Untitled, Unknown, ???Okay, maybe this is my first time to write (read:tell) something actually I never blow it up directly. Sometime, I just use some metaphors, or analogy, or symbol when I speak about this. Because, maybe I'm very sensitive and too shy, so I might be afraid of something that will happen. However, I can't deny from it, I just want to write it down, and everything's done. Then I hope, I feel better after this.
So, what am I going to discuss? No, actually I won't discuss it because I'm the one who feel it, and I just want to write about what I feel. Ehemm....!
Someone said that it is an 'annual mourning', maybe it's often happened to that one. But I just feel it currently or maybe for a couple past few months, actually since I was graduated from my university. And it makes me suffered. But I thank Allah, it makes me closer to Him.
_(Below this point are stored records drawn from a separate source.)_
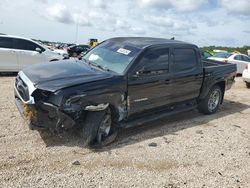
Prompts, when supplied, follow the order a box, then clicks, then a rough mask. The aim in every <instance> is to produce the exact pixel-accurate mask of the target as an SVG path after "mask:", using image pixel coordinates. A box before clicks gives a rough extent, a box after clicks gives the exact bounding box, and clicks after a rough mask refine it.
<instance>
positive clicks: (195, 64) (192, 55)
mask: <svg viewBox="0 0 250 188" xmlns="http://www.w3.org/2000/svg"><path fill="white" fill-rule="evenodd" d="M196 66H197V58H196V53H195V51H194V49H188V48H187V49H182V48H180V49H174V65H173V70H174V72H182V71H189V70H192V69H193V68H195V67H196Z"/></svg>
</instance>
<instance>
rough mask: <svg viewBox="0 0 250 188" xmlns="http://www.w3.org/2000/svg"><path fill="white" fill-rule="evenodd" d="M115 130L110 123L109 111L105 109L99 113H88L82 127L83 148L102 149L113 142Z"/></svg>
mask: <svg viewBox="0 0 250 188" xmlns="http://www.w3.org/2000/svg"><path fill="white" fill-rule="evenodd" d="M117 130H118V129H117V126H115V125H114V123H113V121H112V116H111V111H110V109H109V108H107V109H105V110H103V111H99V112H88V114H87V117H86V118H85V121H84V123H83V125H82V130H81V137H82V138H83V140H84V146H90V147H103V146H106V145H108V144H110V143H111V142H113V141H114V140H115V138H116V136H117V132H118V131H117Z"/></svg>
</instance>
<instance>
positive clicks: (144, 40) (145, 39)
mask: <svg viewBox="0 0 250 188" xmlns="http://www.w3.org/2000/svg"><path fill="white" fill-rule="evenodd" d="M109 40H111V41H114V42H119V43H124V44H130V45H132V46H135V47H137V48H141V49H143V48H146V47H149V46H153V45H160V44H170V45H171V46H172V45H174V46H182V45H184V46H190V47H191V46H192V47H197V46H196V45H194V44H190V43H186V42H182V41H178V40H171V39H164V38H151V37H117V38H111V39H109Z"/></svg>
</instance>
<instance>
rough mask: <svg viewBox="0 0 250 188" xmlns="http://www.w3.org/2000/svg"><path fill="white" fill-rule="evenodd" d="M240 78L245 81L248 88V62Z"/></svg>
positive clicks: (245, 66) (248, 87)
mask: <svg viewBox="0 0 250 188" xmlns="http://www.w3.org/2000/svg"><path fill="white" fill-rule="evenodd" d="M242 79H243V81H244V82H246V86H247V87H248V88H250V64H248V65H246V66H245V69H244V70H243V73H242Z"/></svg>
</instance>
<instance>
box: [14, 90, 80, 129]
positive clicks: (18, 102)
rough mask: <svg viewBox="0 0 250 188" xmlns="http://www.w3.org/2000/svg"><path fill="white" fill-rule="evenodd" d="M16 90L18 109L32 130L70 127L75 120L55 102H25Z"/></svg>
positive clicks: (15, 101)
mask: <svg viewBox="0 0 250 188" xmlns="http://www.w3.org/2000/svg"><path fill="white" fill-rule="evenodd" d="M18 96H19V95H18V94H17V91H16V90H15V103H16V106H17V109H18V111H19V112H20V114H21V115H22V117H23V118H24V120H25V122H26V123H27V124H28V125H29V127H30V129H32V130H40V129H55V130H60V129H69V128H71V127H73V126H74V125H75V121H74V120H73V119H72V118H71V117H70V116H68V115H67V114H65V113H63V112H61V111H60V110H59V108H58V107H57V106H55V105H53V104H50V103H45V102H37V103H36V104H35V103H34V104H29V103H24V102H23V101H22V100H21V99H20V98H19V97H18Z"/></svg>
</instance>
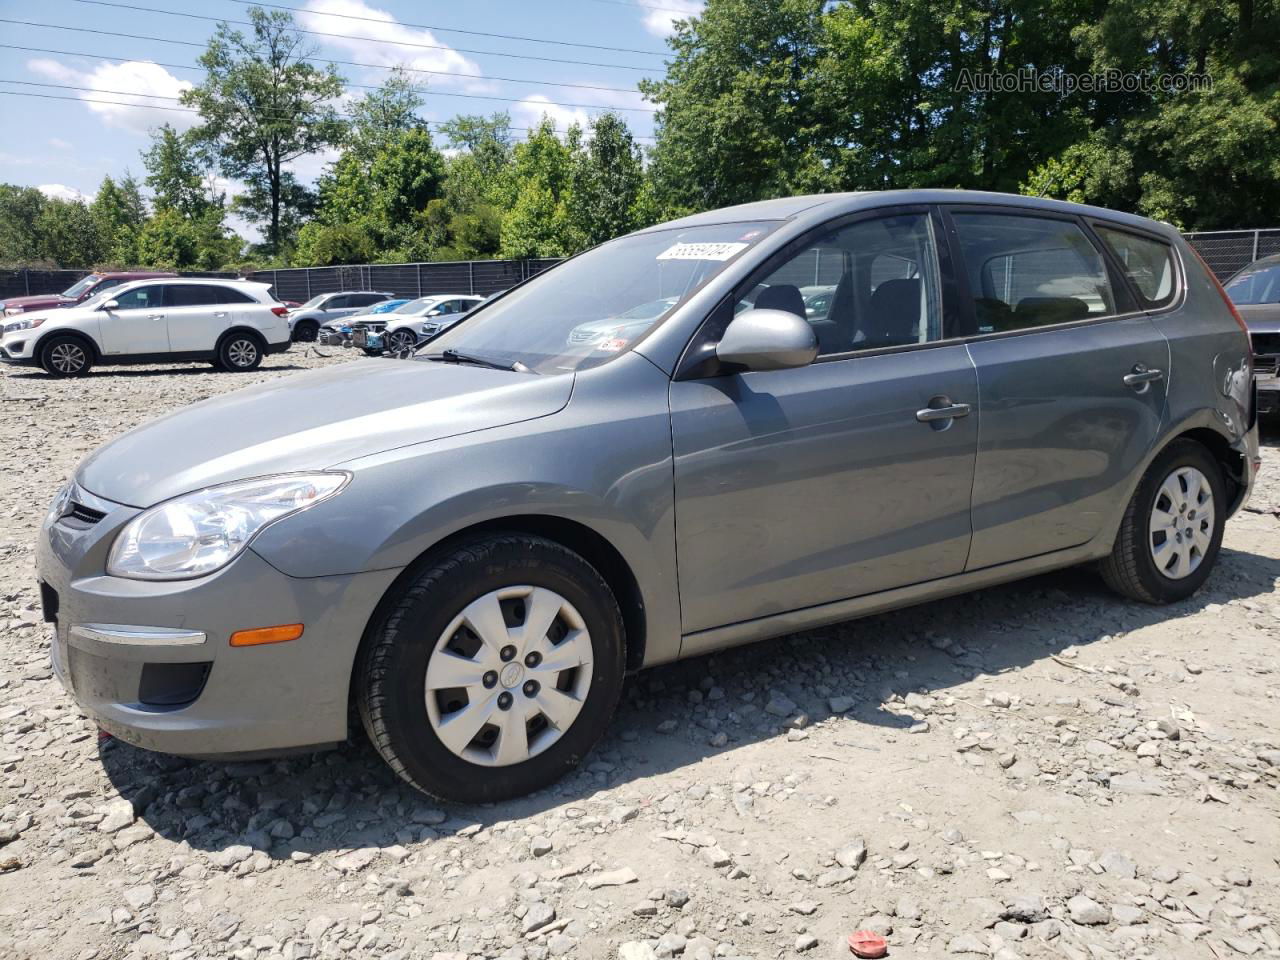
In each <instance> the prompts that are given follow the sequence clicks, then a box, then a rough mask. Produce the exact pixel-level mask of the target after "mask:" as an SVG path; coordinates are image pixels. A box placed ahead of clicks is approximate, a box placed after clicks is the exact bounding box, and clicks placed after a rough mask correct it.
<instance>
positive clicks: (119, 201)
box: [90, 173, 147, 265]
mask: <svg viewBox="0 0 1280 960" xmlns="http://www.w3.org/2000/svg"><path fill="white" fill-rule="evenodd" d="M90 212H91V214H92V215H93V219H95V220H96V221H97V228H99V232H100V234H101V237H102V244H104V247H105V251H106V259H108V260H110V261H113V262H115V264H120V265H132V264H136V262H137V260H138V250H137V247H138V230H140V229H141V228H142V224H143V223H145V221H146V219H147V205H146V201H145V200H143V198H142V191H141V189H140V188H138V182H137V180H136V179H133V177H132V175H131V174H129V173H125V174H124V177H122V178H120V180H119V183H116V182H115V180H114V179H111V178H110V177H104V178H102V183H101V186H100V187H99V188H97V196H96V197H93V202H92V204H90Z"/></svg>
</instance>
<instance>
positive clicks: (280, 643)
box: [232, 623, 302, 646]
mask: <svg viewBox="0 0 1280 960" xmlns="http://www.w3.org/2000/svg"><path fill="white" fill-rule="evenodd" d="M300 636H302V625H301V623H285V625H283V626H279V627H255V628H253V630H237V631H236V632H234V634H232V646H260V645H261V644H283V643H284V641H285V640H297V639H298V637H300Z"/></svg>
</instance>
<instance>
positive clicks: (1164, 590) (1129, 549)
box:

It is not easy way I could pass. There are more feelings I can feel in every single time: nervous, curious, anxious, worried, hopeful, and so many things I can feel. Maybe, hope you guys guess it, got it?!
Well, everybody I'm sure, they feel it too. But for me, I'm different. It's not easy for me. I just hope that this will be fine after what I've done a past few days and the next days I don't know what I should do. I hope the best will be mine, although I know I always wish for that one, the glowing star in the sky which bravely standing beautifully with its light. Huff! However, maybe I never have that one, but there are many things I can expect: maybe the butterfly which is flying around the flower, or the moon which is shining in the lovely night, or maybe the sun which hides behind the clouds. Ah, I just don't know, because this is a mystery of my destiny. I just want to believe Him. Only Him I should believe.